Williamson County is located in the center of the Nashville-Davidson area. Williamson County has many activities for families of all sizes. It also has a historical foundation, that handles all the historical tours in the area. There is quite a bit of historic land to explore in Williamson County. It borders Davidson County and Cheatham County to the south, Marshall and Maury Counties to the North, Dickson County to the east, and Rutherford County to the West.

Municipalities in Williamson County

History

Williamson County was named in honor of Hugh Williamson (1735-1819), surgeon-general of North Carolina troops in the American Revolution (1779-1782), North Carolina legislator, member of the Continental Congress (1782-1785, 1787, and 1788), delegate to the convention which framed the Federal Constitution in 1787, a member of the State convention which adopted it in 1789, and elected as a Federalist to the First & Second U.S. Congresses (March 4, 1789-March 3, 1793).

Mid-day of Wednesday November 30, 1864, a 31,000 strong Confederate force under Gen. John Bell Hood finally cornered the 26,000 man Federal Army of Gen. John M. Schofield at Franklin, Tennessee. Late that afternoon, 100 regiments of the South's best soldiers, numbering 20,000, deployed along a two mile wide front and began a spectacular converging assault upon 17,000 Federals strongly entrenched on the south edge of the town. In the early evening as the battle waged nearby.

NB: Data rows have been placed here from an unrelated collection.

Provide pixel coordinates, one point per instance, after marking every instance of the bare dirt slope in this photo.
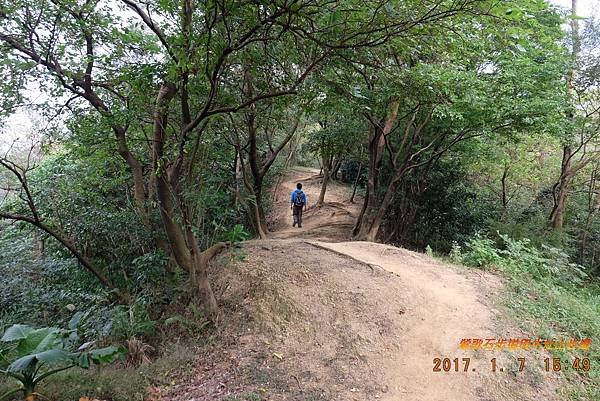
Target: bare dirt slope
(310, 317)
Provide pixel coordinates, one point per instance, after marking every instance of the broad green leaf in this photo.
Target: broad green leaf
(16, 332)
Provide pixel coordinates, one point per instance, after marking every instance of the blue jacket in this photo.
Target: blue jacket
(296, 193)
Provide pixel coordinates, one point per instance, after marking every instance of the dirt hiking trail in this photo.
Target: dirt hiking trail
(319, 317)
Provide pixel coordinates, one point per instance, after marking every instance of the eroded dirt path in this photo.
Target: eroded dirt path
(441, 305)
(310, 315)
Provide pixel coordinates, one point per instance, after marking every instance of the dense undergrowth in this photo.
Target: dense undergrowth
(548, 296)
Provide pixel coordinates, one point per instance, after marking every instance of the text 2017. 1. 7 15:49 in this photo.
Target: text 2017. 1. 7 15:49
(550, 365)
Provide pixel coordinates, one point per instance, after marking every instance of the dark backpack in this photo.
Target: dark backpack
(299, 201)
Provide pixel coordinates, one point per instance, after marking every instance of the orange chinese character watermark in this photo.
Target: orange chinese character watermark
(527, 344)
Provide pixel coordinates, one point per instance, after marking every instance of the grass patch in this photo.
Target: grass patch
(549, 298)
(115, 383)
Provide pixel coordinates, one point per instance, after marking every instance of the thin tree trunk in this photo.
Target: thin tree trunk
(326, 176)
(561, 188)
(557, 216)
(356, 183)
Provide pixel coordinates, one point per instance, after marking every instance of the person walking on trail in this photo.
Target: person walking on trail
(298, 204)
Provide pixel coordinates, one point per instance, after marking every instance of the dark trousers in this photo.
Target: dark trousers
(297, 213)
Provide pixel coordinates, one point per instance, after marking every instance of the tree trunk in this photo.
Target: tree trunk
(561, 188)
(363, 230)
(356, 183)
(326, 176)
(260, 220)
(182, 240)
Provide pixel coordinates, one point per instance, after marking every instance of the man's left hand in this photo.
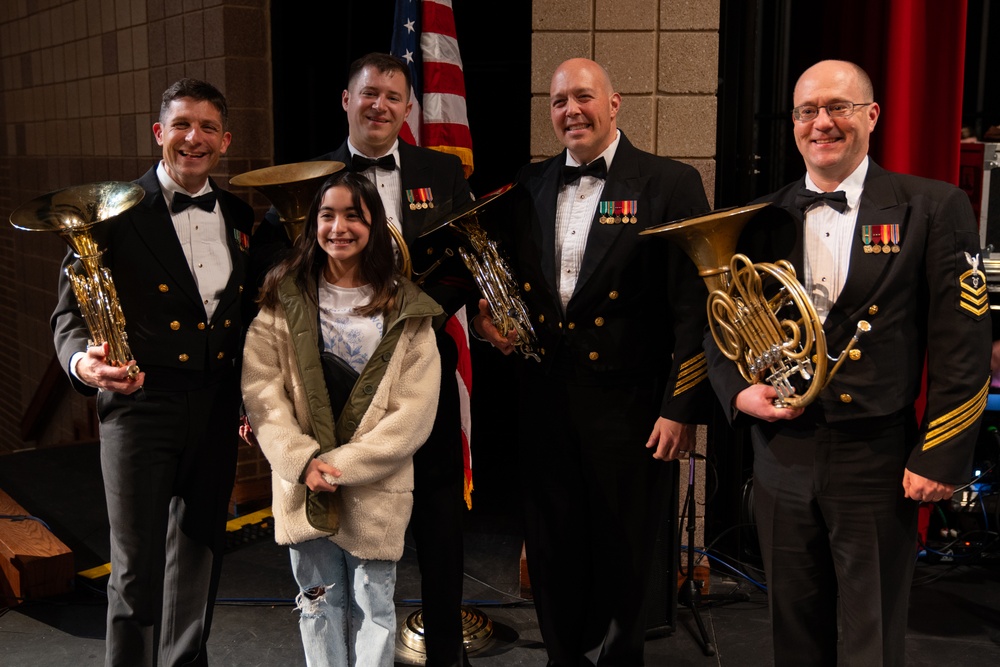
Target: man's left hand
(671, 439)
(925, 490)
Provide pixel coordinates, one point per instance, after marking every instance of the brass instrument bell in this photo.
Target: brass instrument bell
(491, 272)
(745, 322)
(291, 187)
(71, 212)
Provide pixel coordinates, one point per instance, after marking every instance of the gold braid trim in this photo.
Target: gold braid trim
(692, 371)
(956, 421)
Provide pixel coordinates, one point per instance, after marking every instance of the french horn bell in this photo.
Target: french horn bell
(493, 276)
(776, 337)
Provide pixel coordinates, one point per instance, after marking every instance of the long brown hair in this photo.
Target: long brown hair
(306, 261)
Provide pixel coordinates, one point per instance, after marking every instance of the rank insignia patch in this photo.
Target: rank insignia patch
(974, 297)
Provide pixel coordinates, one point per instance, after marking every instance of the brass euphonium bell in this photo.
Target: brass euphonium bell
(744, 322)
(492, 274)
(71, 213)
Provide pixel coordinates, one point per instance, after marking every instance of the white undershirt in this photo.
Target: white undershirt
(202, 235)
(828, 237)
(350, 336)
(389, 183)
(576, 205)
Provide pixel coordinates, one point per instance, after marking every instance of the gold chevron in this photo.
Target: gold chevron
(951, 424)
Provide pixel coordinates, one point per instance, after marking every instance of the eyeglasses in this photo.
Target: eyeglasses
(809, 112)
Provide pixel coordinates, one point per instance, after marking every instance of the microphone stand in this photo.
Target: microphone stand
(690, 593)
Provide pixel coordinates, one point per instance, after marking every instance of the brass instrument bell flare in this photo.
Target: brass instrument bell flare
(290, 188)
(789, 353)
(71, 212)
(489, 269)
(477, 635)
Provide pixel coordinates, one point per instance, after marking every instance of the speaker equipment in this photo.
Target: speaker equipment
(661, 598)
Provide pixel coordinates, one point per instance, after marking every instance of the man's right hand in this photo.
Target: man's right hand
(757, 400)
(483, 324)
(94, 370)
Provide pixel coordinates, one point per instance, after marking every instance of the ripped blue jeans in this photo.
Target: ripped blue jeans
(347, 616)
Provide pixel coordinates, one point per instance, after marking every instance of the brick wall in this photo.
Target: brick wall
(662, 56)
(80, 86)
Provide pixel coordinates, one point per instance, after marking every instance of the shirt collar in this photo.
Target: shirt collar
(852, 186)
(608, 154)
(393, 151)
(170, 187)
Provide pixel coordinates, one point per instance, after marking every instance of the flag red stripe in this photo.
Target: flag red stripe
(447, 134)
(443, 78)
(438, 18)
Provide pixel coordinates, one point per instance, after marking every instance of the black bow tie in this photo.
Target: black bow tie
(360, 162)
(205, 202)
(806, 198)
(598, 169)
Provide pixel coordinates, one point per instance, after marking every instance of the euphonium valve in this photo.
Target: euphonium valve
(71, 213)
(775, 338)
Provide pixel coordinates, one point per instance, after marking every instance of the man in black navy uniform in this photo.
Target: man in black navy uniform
(418, 186)
(837, 485)
(619, 319)
(168, 436)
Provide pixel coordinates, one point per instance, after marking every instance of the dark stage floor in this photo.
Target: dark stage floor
(954, 609)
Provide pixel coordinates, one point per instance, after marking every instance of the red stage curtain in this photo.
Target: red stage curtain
(923, 67)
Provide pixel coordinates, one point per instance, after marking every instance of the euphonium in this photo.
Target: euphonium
(493, 276)
(745, 322)
(71, 213)
(291, 187)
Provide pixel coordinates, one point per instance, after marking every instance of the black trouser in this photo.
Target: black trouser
(591, 506)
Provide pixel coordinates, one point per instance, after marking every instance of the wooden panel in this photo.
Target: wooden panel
(33, 562)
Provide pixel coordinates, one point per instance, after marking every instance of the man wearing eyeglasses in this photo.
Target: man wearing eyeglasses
(837, 484)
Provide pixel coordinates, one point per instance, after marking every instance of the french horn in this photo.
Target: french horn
(776, 338)
(291, 187)
(71, 212)
(493, 276)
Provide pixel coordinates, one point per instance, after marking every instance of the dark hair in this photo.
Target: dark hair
(196, 90)
(306, 261)
(383, 63)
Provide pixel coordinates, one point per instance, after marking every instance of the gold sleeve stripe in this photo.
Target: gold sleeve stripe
(692, 371)
(948, 426)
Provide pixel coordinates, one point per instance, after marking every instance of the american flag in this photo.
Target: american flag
(424, 36)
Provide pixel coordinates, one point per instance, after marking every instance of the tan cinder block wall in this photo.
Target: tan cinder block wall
(80, 87)
(662, 56)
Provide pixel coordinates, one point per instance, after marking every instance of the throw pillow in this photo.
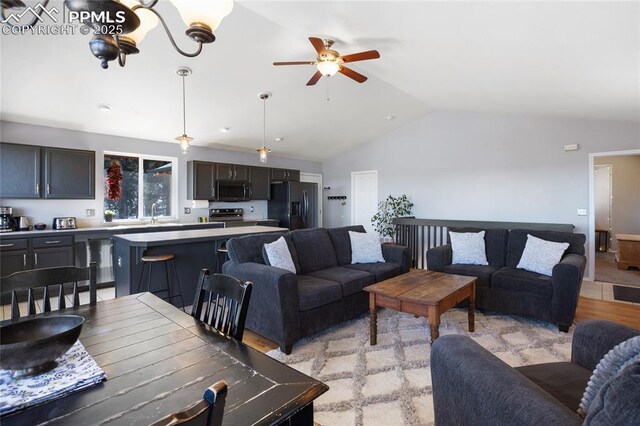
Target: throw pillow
(616, 360)
(468, 248)
(541, 255)
(365, 248)
(278, 255)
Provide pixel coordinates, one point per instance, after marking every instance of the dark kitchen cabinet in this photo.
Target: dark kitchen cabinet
(69, 173)
(232, 172)
(19, 171)
(41, 172)
(260, 183)
(201, 177)
(285, 175)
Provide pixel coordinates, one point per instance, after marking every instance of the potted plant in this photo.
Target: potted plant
(108, 215)
(389, 209)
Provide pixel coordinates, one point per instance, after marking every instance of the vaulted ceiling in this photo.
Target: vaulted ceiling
(559, 59)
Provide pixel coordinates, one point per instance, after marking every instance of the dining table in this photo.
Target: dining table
(159, 360)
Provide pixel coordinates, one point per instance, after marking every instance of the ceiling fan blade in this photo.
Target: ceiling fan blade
(352, 74)
(315, 78)
(318, 44)
(361, 56)
(295, 63)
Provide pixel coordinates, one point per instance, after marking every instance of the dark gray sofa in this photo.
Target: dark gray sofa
(325, 291)
(503, 287)
(471, 386)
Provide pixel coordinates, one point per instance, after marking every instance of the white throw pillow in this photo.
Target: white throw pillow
(468, 248)
(365, 248)
(279, 255)
(541, 255)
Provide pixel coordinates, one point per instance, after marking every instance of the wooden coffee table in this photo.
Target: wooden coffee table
(423, 293)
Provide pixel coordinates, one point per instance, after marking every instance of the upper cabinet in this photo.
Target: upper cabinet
(260, 183)
(42, 172)
(285, 175)
(19, 171)
(201, 176)
(69, 173)
(232, 172)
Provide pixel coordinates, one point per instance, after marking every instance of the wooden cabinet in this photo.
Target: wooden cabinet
(232, 172)
(69, 173)
(34, 253)
(260, 183)
(19, 171)
(41, 172)
(285, 175)
(201, 177)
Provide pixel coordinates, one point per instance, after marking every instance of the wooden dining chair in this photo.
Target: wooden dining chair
(222, 302)
(207, 412)
(33, 280)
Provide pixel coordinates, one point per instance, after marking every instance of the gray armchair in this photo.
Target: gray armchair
(471, 386)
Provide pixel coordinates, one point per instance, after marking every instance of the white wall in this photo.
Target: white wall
(625, 208)
(497, 167)
(45, 210)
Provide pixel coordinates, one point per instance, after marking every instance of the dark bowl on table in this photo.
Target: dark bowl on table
(31, 347)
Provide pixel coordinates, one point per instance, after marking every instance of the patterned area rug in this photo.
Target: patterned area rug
(390, 383)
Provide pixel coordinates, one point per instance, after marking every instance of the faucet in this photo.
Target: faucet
(154, 208)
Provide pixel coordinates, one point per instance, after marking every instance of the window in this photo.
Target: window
(146, 180)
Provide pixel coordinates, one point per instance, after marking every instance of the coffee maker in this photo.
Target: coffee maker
(7, 222)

Franklin residents, John and Carrie McGavock and other members of their family were preparing for what was to come. Soon they would witness to the carnage of war as the doors of their home would be opened to provide shelter for injured and dying Confederate soldiers seeking medical assistance. One soldier wrote, "the wounded, in hundreds, were brought to [the house] during the battle, and all the night after. And when the noble old house could hold no more, the yard was appropriated until the wound and dead filled that as well.

Not only was Historic Carnton Plantation a field hospital during the Battle of Franklin, but it was also a profitable, large-scale farming operation established in 1826 by Randal McGavock, a former mayor of Nashville. The plantation was the home to several generations of the McGavock family and the African-American families who lived as slaves on the property

What then occurred in the next five hours at Franklin was one the the great cataclysmic tragedies of the American Civil War. For the size of the forces engaged and the short duration of the fighting, this battle at Franklin ranks among the great blood baths of the Civil War, or of any of the American wars for that matter.

This horrific battering of Hood's army at Franklin and its final disintegration two weeks later after the Battle of Nashville essentially ended the war in the western theater.

Yet there is no National Cemetery at Franklin. There is no National Battlefield Park at Franklin. Instead, almost all of the 1864 trench-line of that battle has become suburban neighborhoods and small business establishments.

Few Americans realize that more Civil War battles, engagements, and skirmishes occurred in Tennessee than any other state, excepting Virginia. And precious few of these Tennessee sites have been saved for the education and reflection of future generations. Williamson County is hoping to change that, and the Williamson Historic Society is trying to preserve as much of this beautiful land as they can for future generations to see.